2021-12-09
Why it's good to explicitly document the purposes of things, illustrated
Today we decommissioned some internal DNS zones for things that we aren't using or aren't doing any more. Among them were three internal iSCSI zones, which makes sense since we haven't used iSCSI since we moved away from our OmniOS fileservers to our Linux fileservers. But when my co-worker doing the work told me about this, I was surprised that there were three iSCSI networks, since our Solaris and OmniOS fileservers only used two iSCSI networks.
We have a worklog system to record changes and I was able to find the worklog for the addition of the 'iscsi3' iSCSI network, but it didn't have an explanation for what the network was for. Instead it was just written as a matter of fact 'I added this internal zone to DNS' report. Only after a surprising amount of searching our email archives was I able to turn up another entry about a related change that had a brief aside at the bottom that partially explained the intended purpose of this third iSCSI zone. Without that aside, I probably would still be in the dark about the purpose of this mysterious zone.

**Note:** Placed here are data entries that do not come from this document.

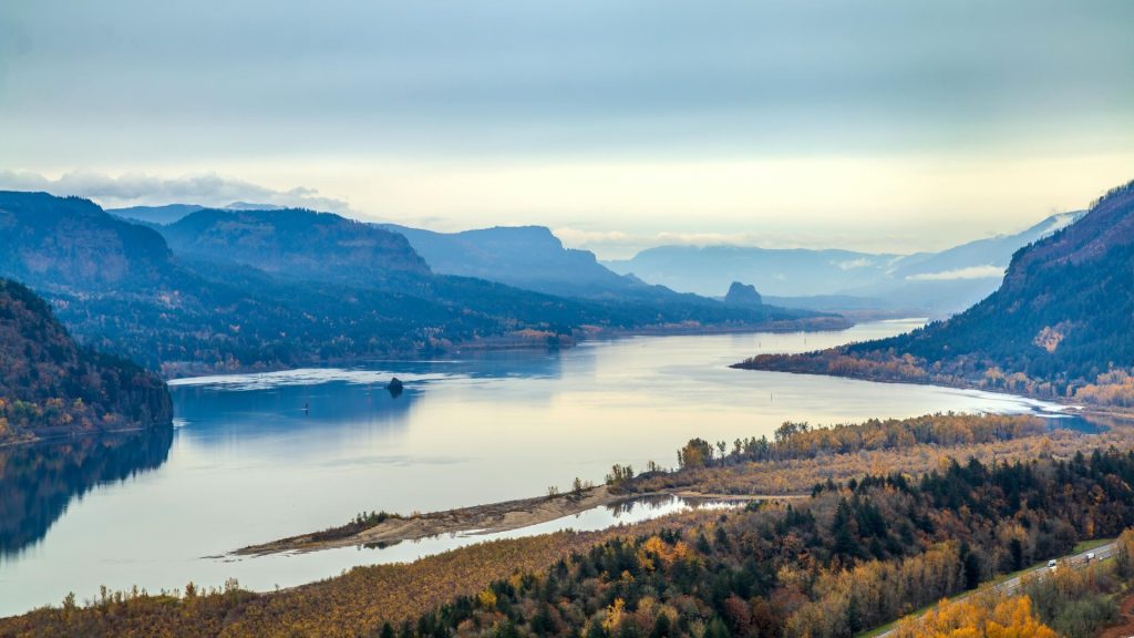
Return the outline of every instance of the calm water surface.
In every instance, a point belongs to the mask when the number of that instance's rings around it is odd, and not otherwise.
[[[234,560],[234,548],[340,524],[361,510],[430,511],[533,496],[612,463],[676,463],[694,436],[770,435],[937,411],[1024,412],[1039,402],[930,386],[731,370],[759,352],[894,335],[916,320],[838,333],[640,337],[562,352],[455,355],[366,369],[189,379],[170,434],[0,453],[0,614],[79,599],[100,585],[193,580],[270,589],[353,565],[413,560],[485,537],[386,549]],[[406,383],[392,397],[393,375]],[[304,410],[304,406],[307,409]],[[601,510],[534,529],[598,529],[685,505]]]

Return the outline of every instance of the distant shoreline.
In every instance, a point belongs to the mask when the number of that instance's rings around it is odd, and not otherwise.
[[[567,493],[555,496],[502,501],[407,517],[389,514],[383,521],[367,524],[362,529],[359,529],[359,526],[348,523],[323,531],[314,531],[260,545],[240,547],[231,552],[231,554],[238,556],[265,556],[285,552],[307,553],[339,547],[389,546],[406,540],[420,540],[445,534],[489,535],[532,527],[596,507],[612,506],[658,496],[744,503],[751,501],[796,500],[803,498],[806,495],[701,494],[683,489],[645,494],[619,494],[603,485],[584,489],[581,494]]]
[[[784,321],[767,321],[763,324],[742,326],[692,326],[692,325],[667,325],[643,327],[634,329],[601,328],[593,331],[577,330],[573,335],[560,335],[559,341],[549,344],[545,338],[533,338],[521,335],[498,335],[484,337],[476,341],[459,342],[443,349],[438,349],[425,356],[445,356],[460,351],[469,352],[492,352],[492,351],[538,351],[538,350],[566,350],[584,342],[615,341],[628,337],[643,336],[696,336],[696,335],[734,335],[754,333],[824,333],[840,331],[854,327],[856,324],[844,317],[815,317],[809,319],[792,319]],[[376,359],[383,361],[415,361],[421,360],[421,353],[405,353],[404,355],[387,356],[349,356],[331,358],[321,361],[294,362],[286,366],[234,366],[231,368],[215,369],[195,362],[167,362],[162,364],[162,377],[169,381],[188,377],[203,377],[215,375],[249,375],[257,372],[280,372],[296,368],[329,368],[338,366],[359,366],[372,362]]]

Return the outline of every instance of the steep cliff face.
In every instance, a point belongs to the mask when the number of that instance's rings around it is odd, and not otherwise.
[[[990,368],[1052,381],[1134,366],[1134,182],[1078,221],[1021,249],[1004,285],[970,310],[850,352],[894,349],[979,375]]]
[[[161,379],[78,346],[46,302],[0,279],[0,443],[171,419]]]
[[[36,288],[109,289],[156,280],[170,265],[156,232],[79,198],[0,192],[0,271]]]
[[[161,228],[178,254],[310,280],[381,283],[430,274],[397,233],[310,210],[201,210]]]

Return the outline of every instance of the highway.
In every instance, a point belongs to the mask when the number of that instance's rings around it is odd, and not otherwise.
[[[1065,559],[1059,559],[1059,563],[1058,563],[1058,566],[1056,569],[1057,570],[1067,569],[1067,568],[1070,568],[1070,569],[1083,569],[1086,565],[1091,564],[1092,562],[1098,563],[1099,561],[1106,561],[1106,560],[1110,559],[1111,556],[1115,555],[1115,552],[1117,552],[1117,551],[1118,551],[1118,543],[1108,543],[1106,545],[1100,545],[1099,547],[1095,547],[1094,549],[1088,549],[1086,552],[1082,552],[1082,553],[1075,554],[1073,556],[1067,556]],[[1088,555],[1089,554],[1094,554],[1094,560],[1093,561],[1089,561],[1088,560]],[[1044,578],[1049,573],[1051,573],[1051,569],[1049,566],[1047,566],[1047,565],[1041,565],[1041,566],[1038,566],[1038,568],[1034,568],[1034,569],[1030,569],[1030,570],[1025,571],[1024,573],[1022,573],[1022,574],[1019,574],[1017,577],[1009,578],[1008,580],[1005,580],[1004,582],[998,582],[997,585],[995,585],[992,587],[988,587],[988,588],[983,588],[983,589],[974,589],[974,590],[972,590],[972,591],[970,591],[970,593],[967,593],[967,594],[965,594],[963,596],[958,596],[958,597],[954,598],[954,601],[964,601],[965,598],[967,598],[970,596],[987,594],[989,591],[996,591],[996,593],[999,593],[999,594],[1004,594],[1006,596],[1012,596],[1012,595],[1016,594],[1019,590],[1019,587],[1021,587],[1021,585],[1023,585],[1024,579],[1026,577],[1033,576],[1033,574],[1039,574],[1040,578]],[[897,624],[895,624],[894,628],[891,628],[891,629],[887,629],[886,631],[882,631],[881,633],[875,633],[873,636],[873,638],[886,638],[887,636],[890,636],[891,633],[894,633],[896,630],[897,630]]]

Broadly speaking, this isn't a surprising new issue for me with our worklog system. I've written about how our worklog messages often assume a bunch of context and how, for example, we lost and regained a piece of Amanda knowledge. But I think this is the first time I've seen us lose track of something as large as the purpose for an entire internal DNS zone (even if we never actually used the zone or really implemented the idea it was for). I'm glad that we sort of documented the 'obvious' (at the time) purpose of the zone in an aside, even if we could have written down the entire thing.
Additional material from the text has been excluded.